Most mobile apps vulnerable to malware
iOS and Android apps equally vulnerable to being exploited remotely by malware, report reveals
Attackers rarely need physical access to a victim’s smartphone to steal data, according to the latest annual mobile applications security report by Positive Technologies.
Expert testing of iOS and Android mobile applications shows that in most cases, insecure data storage is the most common security flaw in mobile apps, reveals the Vulnerabilities and threats in mobile applications 2019 report.
Insecure data storage was identified as a vulnerability in 76% of mobile apps and in some cases could enable hackers to steal passwords, financial information, personal data and correspondence.

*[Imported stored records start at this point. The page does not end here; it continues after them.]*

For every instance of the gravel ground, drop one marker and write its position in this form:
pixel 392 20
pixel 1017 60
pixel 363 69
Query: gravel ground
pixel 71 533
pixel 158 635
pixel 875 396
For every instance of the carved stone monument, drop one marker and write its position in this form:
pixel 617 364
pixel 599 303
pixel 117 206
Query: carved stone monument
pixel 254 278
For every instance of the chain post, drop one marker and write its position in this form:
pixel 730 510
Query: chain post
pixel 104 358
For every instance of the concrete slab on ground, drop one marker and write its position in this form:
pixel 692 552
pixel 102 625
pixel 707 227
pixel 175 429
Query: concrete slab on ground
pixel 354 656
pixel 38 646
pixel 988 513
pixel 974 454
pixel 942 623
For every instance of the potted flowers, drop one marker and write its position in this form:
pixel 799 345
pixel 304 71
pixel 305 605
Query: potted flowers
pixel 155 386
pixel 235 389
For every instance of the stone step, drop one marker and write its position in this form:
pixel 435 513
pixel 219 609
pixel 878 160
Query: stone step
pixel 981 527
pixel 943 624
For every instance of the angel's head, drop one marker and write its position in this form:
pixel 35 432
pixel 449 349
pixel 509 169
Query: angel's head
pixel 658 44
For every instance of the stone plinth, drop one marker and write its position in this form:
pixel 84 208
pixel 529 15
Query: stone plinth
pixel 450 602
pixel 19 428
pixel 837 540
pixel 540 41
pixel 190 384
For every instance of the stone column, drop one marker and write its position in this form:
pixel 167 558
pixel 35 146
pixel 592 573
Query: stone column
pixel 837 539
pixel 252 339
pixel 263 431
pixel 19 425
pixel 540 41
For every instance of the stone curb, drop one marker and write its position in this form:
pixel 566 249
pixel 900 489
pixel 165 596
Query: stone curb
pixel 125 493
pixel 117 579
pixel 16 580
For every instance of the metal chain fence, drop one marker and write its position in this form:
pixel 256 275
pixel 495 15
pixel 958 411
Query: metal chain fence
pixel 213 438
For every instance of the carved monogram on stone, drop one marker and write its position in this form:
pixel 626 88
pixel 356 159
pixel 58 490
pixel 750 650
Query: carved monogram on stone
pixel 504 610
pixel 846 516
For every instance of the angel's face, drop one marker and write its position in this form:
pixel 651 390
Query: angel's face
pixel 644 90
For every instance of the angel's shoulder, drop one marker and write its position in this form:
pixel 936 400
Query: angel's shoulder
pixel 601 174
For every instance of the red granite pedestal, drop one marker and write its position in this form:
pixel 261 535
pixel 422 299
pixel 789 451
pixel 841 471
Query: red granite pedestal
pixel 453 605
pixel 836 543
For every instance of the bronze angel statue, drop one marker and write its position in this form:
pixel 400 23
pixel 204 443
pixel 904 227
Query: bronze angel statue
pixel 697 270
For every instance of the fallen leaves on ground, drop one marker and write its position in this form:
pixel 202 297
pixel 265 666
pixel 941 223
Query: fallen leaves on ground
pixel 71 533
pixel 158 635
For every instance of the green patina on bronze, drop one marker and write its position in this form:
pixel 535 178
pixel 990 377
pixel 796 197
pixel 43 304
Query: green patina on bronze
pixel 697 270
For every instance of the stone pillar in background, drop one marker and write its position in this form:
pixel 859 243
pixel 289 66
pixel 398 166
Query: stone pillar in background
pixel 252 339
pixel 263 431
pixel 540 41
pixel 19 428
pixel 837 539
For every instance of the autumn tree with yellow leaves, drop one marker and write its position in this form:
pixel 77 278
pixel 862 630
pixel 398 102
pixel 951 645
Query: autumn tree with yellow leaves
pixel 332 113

Although the research found that critical vulnerabilities are slightly more common in Android applications (43%), compared with their iOS counterparts, the report said experts view this difference as minimal, which means the security level of mobile apps on both operating systems is roughly equal.
Of the vulnerabilities found, 89% could be exploited by malware. The risk of infection jumps on rooted and jailbroken devices, but malware can also elevate privileges by itself, the research shows. Once on the victim’s device, malware can ask for permission to access user data and, if permission is granted, the malware can send data to the attackers.
Leigh-Anne Galloway, cyber security resilience lead at Positive Technologies, said: “In 2018, mobile apps were downloaded onto user devices over 205 billion times, and while developers pay painstaking attention to software design in order to give us a smooth and convenient experience, an alarming number of apps are critically insecure because far less developer attention is spent on solving that issue.
“Stealing data from a smartphone usually doesn’t even require physical access to the device, and we therefore recommend that users take a close look when applications request access to phone functions or data. Anyone in doubt that an application needs access to perform its job correctly, should decline the request.”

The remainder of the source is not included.